As AI evolves, multi-agent systems are gaining importance. These systems enable multiple AI agents to collaborate in real time, exchanging information and optimizing processes to deliver more sophisticated, adaptive, and efficient solutions capable of handling complex interactions and proactively improving the user experience.

Collaboration between AI and customer service representatives is expected to intensify, transforming these tools into true augmented assistants rather than mere automated systems. AI agents will become more customizable, adapting to users’ preferences and habits to provide a more seamless and effective interaction. Advances in emotional AI will also enhance the user experience by incorporating greater empathy and contextual understanding.

To anticipate these developments, companies must prioritize flexible and scalable solutions, invest in ongoing training for customer service representatives, and ensure that their AI adheres to strict ethical and regulatory standards in order to reap its full benefits. A proactive approach, combining innovation and vigilance, will ensure a smooth adoption process and continuous improvement in the performance of AI agents.

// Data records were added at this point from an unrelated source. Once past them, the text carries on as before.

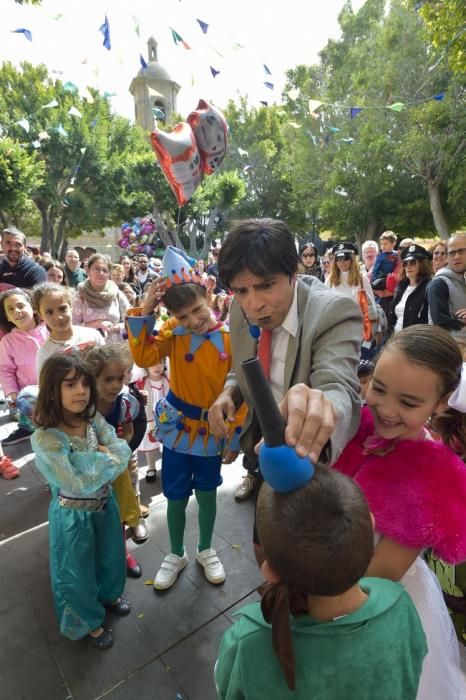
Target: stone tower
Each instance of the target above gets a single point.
(153, 89)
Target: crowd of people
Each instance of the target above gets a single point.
(365, 359)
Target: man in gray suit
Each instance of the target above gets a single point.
(315, 344)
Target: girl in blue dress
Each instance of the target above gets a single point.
(79, 454)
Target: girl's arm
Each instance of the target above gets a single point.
(391, 560)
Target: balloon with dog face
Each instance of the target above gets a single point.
(179, 158)
(211, 133)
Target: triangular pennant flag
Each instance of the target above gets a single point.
(203, 25)
(105, 29)
(24, 123)
(313, 105)
(178, 39)
(396, 106)
(70, 87)
(73, 112)
(26, 33)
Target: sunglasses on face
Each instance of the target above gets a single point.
(343, 256)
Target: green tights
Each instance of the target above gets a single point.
(176, 519)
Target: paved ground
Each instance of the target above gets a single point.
(165, 650)
(167, 647)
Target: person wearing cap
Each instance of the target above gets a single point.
(447, 291)
(17, 269)
(410, 304)
(347, 278)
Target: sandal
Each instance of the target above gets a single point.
(7, 469)
(151, 475)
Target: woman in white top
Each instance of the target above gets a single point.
(410, 305)
(346, 277)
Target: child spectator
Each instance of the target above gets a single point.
(199, 351)
(79, 455)
(18, 351)
(53, 304)
(156, 386)
(321, 631)
(385, 261)
(109, 365)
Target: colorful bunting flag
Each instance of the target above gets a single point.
(313, 105)
(26, 33)
(105, 29)
(73, 112)
(25, 124)
(203, 25)
(178, 39)
(70, 87)
(396, 106)
(49, 105)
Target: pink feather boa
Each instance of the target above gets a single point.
(416, 490)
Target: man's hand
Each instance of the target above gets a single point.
(221, 413)
(154, 295)
(309, 418)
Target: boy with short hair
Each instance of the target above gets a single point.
(199, 351)
(320, 632)
(386, 259)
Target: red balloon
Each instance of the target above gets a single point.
(179, 159)
(211, 133)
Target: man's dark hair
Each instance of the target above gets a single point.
(265, 247)
(318, 539)
(181, 295)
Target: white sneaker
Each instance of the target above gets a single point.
(213, 569)
(168, 572)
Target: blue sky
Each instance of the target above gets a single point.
(66, 38)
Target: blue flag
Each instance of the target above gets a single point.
(105, 29)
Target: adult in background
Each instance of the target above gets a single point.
(439, 256)
(98, 303)
(17, 269)
(310, 263)
(447, 291)
(73, 271)
(410, 305)
(313, 335)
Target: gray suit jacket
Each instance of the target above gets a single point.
(324, 355)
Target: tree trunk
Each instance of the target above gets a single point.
(435, 202)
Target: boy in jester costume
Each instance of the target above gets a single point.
(198, 348)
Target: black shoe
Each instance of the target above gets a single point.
(17, 435)
(103, 641)
(133, 571)
(121, 608)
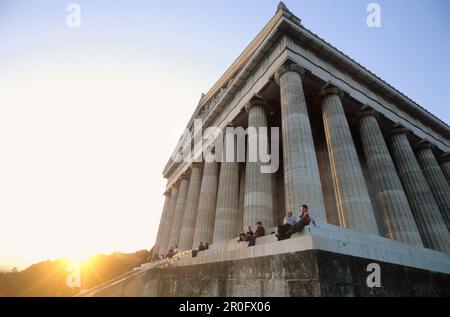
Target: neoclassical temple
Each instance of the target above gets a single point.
(372, 165)
(358, 152)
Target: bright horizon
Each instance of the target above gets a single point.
(90, 116)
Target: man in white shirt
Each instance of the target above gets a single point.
(288, 222)
(306, 218)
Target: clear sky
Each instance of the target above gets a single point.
(89, 116)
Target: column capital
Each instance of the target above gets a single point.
(256, 101)
(444, 158)
(397, 129)
(289, 68)
(186, 175)
(423, 145)
(196, 165)
(330, 89)
(367, 111)
(176, 184)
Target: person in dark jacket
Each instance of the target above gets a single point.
(259, 232)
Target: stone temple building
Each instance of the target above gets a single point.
(373, 165)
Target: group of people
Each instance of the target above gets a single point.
(251, 236)
(291, 224)
(201, 247)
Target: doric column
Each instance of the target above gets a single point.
(431, 225)
(162, 224)
(389, 193)
(170, 214)
(301, 172)
(227, 208)
(190, 213)
(258, 203)
(436, 179)
(240, 218)
(352, 197)
(204, 223)
(179, 211)
(445, 166)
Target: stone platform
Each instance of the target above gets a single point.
(321, 261)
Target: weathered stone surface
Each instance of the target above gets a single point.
(204, 224)
(353, 200)
(428, 218)
(258, 201)
(179, 212)
(391, 198)
(190, 213)
(163, 223)
(301, 171)
(226, 224)
(445, 166)
(308, 273)
(436, 179)
(168, 227)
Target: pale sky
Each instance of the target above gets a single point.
(89, 116)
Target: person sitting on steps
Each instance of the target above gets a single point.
(288, 222)
(306, 218)
(259, 232)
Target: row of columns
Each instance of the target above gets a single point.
(411, 189)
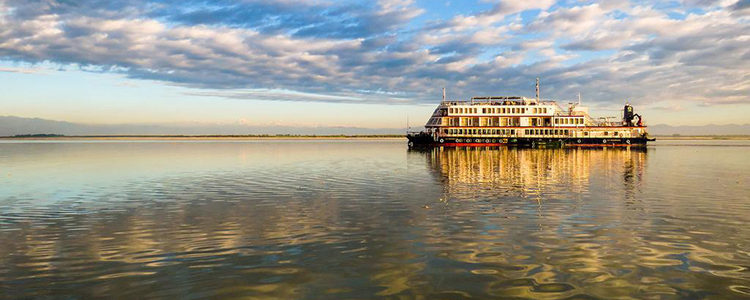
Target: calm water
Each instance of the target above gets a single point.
(369, 219)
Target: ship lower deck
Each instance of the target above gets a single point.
(417, 140)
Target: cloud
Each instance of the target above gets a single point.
(392, 51)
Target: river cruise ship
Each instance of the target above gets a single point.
(527, 122)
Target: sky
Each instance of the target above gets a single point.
(371, 64)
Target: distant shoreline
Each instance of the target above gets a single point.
(299, 137)
(203, 137)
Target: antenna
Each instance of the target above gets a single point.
(407, 122)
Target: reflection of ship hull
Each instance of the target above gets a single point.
(426, 140)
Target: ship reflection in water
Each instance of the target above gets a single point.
(368, 219)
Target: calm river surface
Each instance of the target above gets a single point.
(360, 219)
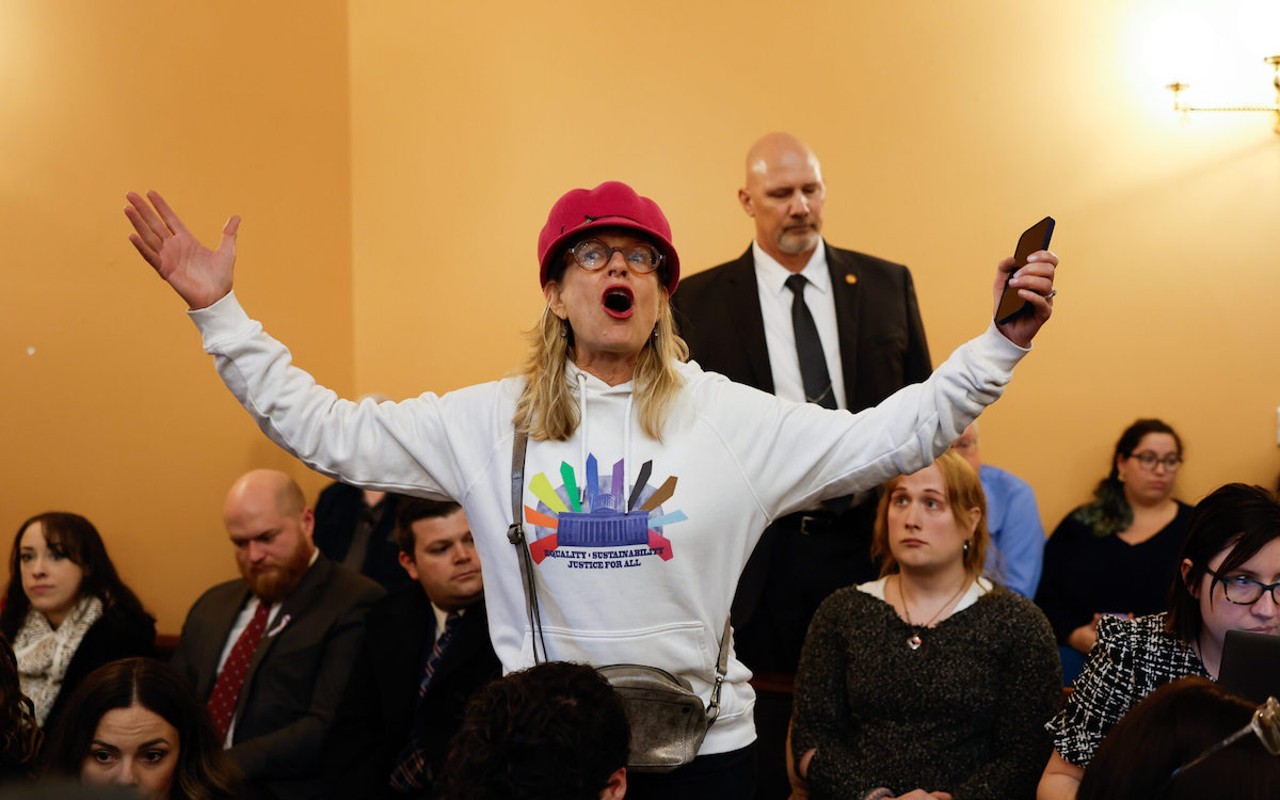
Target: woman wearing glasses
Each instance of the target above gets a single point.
(1228, 579)
(647, 481)
(1116, 554)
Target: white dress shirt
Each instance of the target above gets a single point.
(771, 280)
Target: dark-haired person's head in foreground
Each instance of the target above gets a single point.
(1171, 727)
(19, 732)
(1226, 580)
(556, 731)
(136, 722)
(67, 612)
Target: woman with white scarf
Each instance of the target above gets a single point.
(65, 611)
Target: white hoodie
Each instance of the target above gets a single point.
(731, 461)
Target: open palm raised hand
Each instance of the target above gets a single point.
(199, 274)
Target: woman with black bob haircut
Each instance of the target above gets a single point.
(137, 722)
(1228, 580)
(1116, 554)
(67, 611)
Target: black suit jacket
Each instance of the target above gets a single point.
(338, 511)
(296, 676)
(376, 712)
(882, 344)
(882, 348)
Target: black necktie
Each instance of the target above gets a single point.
(813, 362)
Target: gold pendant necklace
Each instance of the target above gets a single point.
(914, 640)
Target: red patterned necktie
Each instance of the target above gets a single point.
(231, 680)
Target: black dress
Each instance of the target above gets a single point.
(1086, 575)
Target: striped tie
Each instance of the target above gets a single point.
(411, 771)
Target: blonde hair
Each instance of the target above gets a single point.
(548, 408)
(964, 492)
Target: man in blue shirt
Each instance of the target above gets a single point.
(1013, 519)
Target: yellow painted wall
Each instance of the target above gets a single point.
(945, 128)
(394, 160)
(114, 411)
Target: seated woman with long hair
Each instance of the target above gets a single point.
(931, 679)
(1116, 554)
(1228, 574)
(19, 734)
(136, 722)
(1174, 727)
(67, 611)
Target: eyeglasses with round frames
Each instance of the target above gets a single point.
(594, 255)
(1244, 590)
(1147, 461)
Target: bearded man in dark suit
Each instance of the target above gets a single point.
(741, 319)
(269, 653)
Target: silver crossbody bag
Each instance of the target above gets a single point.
(667, 718)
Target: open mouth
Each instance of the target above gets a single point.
(618, 301)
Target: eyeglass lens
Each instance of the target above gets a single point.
(1244, 590)
(594, 254)
(1150, 460)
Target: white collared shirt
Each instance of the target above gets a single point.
(780, 334)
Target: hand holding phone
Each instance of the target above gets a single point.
(1034, 238)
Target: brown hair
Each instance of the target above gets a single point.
(74, 536)
(205, 772)
(964, 492)
(411, 510)
(19, 732)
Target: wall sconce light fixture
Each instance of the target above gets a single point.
(1274, 109)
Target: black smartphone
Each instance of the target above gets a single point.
(1034, 238)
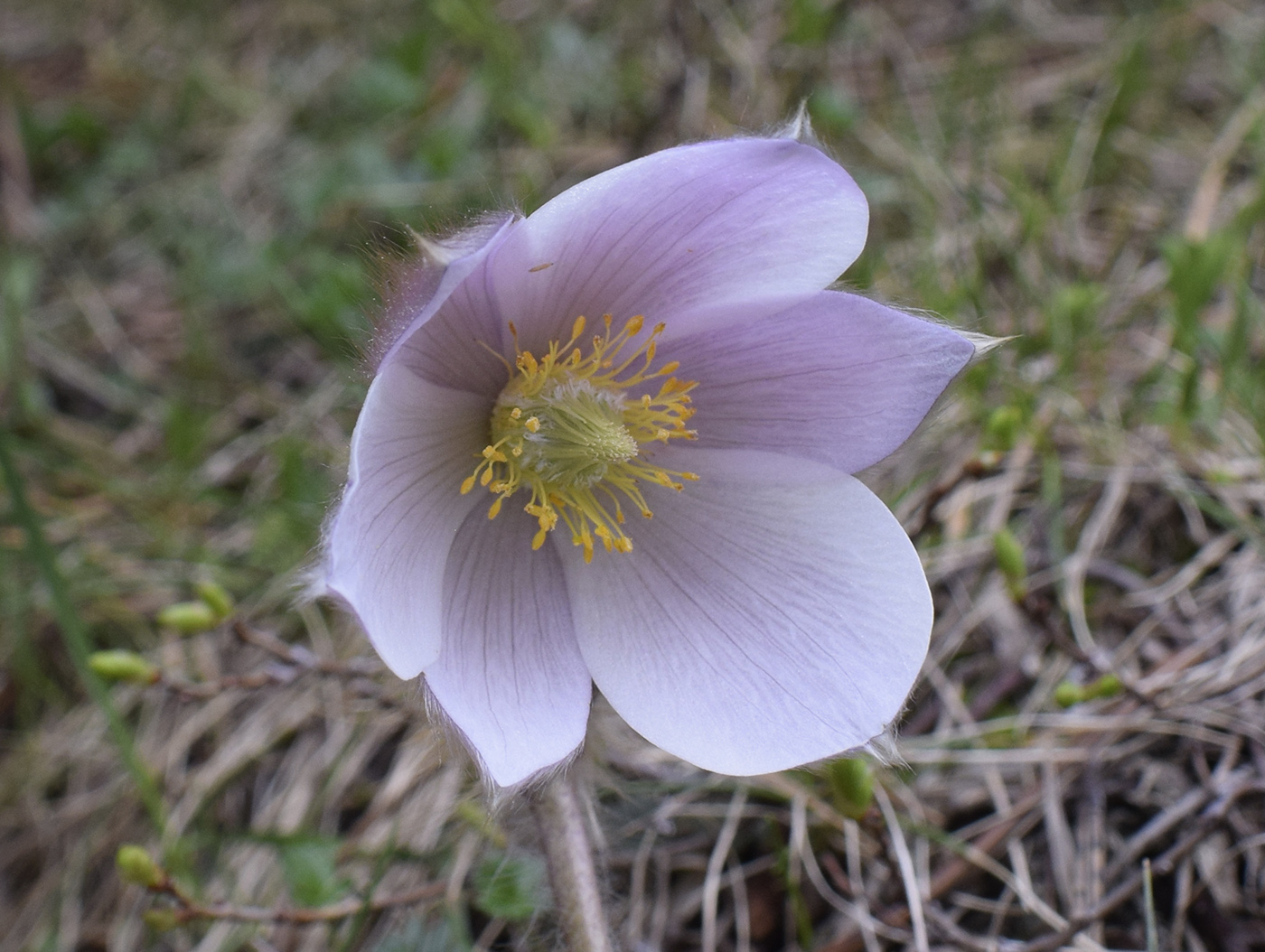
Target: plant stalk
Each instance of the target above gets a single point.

Integrating an AI agent represents a major strategic asset for companies seeking to improve their customer relationships while optimizing their internal resources. By combining autonomy, continuous learning, and adaptability, these agents provide instant, personalized, and effective assistance. Their implementation requires rigorous planning, adaptation to the company’s needs, and constant monitoring to ensure their long-term effectiveness. In a world where customer experience is a key factor in customer loyalty, AI agents have emerged as an essential solution for meeting the demands for speed and personalization in customer interactions.